Names
- Full name: Thurgoona Football Netball Club
- Nickname(s): Bulldogs

Club details
- Founded: 1988; 37 years ago
- Competition: Tallangatta & District
- Ground(s): Thurgoona Football Ground

Uniforms
| Home |

= Thurgoona Football Club =

The Thurgoona Football Netball Club, nicknamed the Bulldogs, is an Australian rules football and netball club playing in the Tallangatta & District Football League. The club is based in Thurgoona, New South Wales

Thurgoona Football Club won their first premiership in the Albury District Football Association in 1900 defeating Black Range at Jindera Park, to win the Swain Trophy.

== History ==
The first recorded match involving Thurgoona FC was in 1883 when they played Wodonga FC, at Wodonga in July, 1883.

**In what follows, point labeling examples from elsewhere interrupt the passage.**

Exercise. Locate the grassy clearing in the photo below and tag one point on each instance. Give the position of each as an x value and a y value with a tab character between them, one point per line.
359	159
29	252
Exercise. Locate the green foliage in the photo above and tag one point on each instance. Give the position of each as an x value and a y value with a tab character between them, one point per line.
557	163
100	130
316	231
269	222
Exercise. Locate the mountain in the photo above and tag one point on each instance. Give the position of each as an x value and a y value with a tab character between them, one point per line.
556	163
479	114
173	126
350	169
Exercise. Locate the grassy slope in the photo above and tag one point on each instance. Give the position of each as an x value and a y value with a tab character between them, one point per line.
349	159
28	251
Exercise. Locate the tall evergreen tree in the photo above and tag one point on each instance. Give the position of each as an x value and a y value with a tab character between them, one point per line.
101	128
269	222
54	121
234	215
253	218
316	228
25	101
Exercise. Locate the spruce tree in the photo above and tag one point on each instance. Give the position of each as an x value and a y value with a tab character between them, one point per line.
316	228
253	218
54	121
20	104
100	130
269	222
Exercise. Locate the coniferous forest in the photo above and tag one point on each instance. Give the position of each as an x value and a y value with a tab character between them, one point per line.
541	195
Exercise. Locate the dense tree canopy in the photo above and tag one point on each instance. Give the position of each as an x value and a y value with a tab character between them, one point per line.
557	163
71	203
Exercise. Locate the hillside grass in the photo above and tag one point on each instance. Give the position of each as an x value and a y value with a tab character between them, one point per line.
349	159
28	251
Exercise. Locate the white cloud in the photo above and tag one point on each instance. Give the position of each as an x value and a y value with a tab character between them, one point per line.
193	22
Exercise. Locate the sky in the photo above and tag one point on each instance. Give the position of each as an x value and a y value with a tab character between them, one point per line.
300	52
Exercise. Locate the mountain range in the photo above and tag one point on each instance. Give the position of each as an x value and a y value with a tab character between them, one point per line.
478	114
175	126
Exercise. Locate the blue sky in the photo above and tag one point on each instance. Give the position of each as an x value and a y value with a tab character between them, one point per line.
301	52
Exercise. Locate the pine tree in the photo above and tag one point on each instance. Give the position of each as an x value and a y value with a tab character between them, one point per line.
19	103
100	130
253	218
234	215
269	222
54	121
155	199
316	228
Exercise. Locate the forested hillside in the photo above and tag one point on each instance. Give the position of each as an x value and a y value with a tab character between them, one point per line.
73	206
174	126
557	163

South Albury (established in 1945) who had been playing in the Tallangatta & District Football League since 1977 were struggling on and off the field tried to relocate and start afresh as Thurgoona but the move didn't eventuate forcing the club to fold in 1981.

- Thurgoona F.C.
  - 1988- NOW: Tallangatta & District Football League

=== Games Played===
- Won: 63:
- Lost 295:
- Drew 0:

===Football Premierships===
- Seniors
- Albury District Football Association
  - 1: - 1900
- Tallangatta & District Football League
  - 2: – 2016, 2017

===Finals===
Thurgoona have made the finals on five occasions
- 1993
  - Elimination Final: Lost to Holbrook.
- 1994
  - Elimination Final: Lost to Mitta United.
- 2007
  - Elimination Final: Won against Chiltern.
  - First Semi Final: Lost to Barnawatha.
- 2009
  - Elimination Final: Lost to Yackandandah.
- 2010
  - Qualifying Final: Won against Yackandandah.
  - 2nd Semi Final: Lost to Beechworth.
  - Preliminary Final: Lost to Yackandandah.

=== Wooden Spoons===
- Tallangatta & District Football League
  - 9: 1989, 1990, 1992, 1997, 1998, 2000, 2002, 2003, 2005.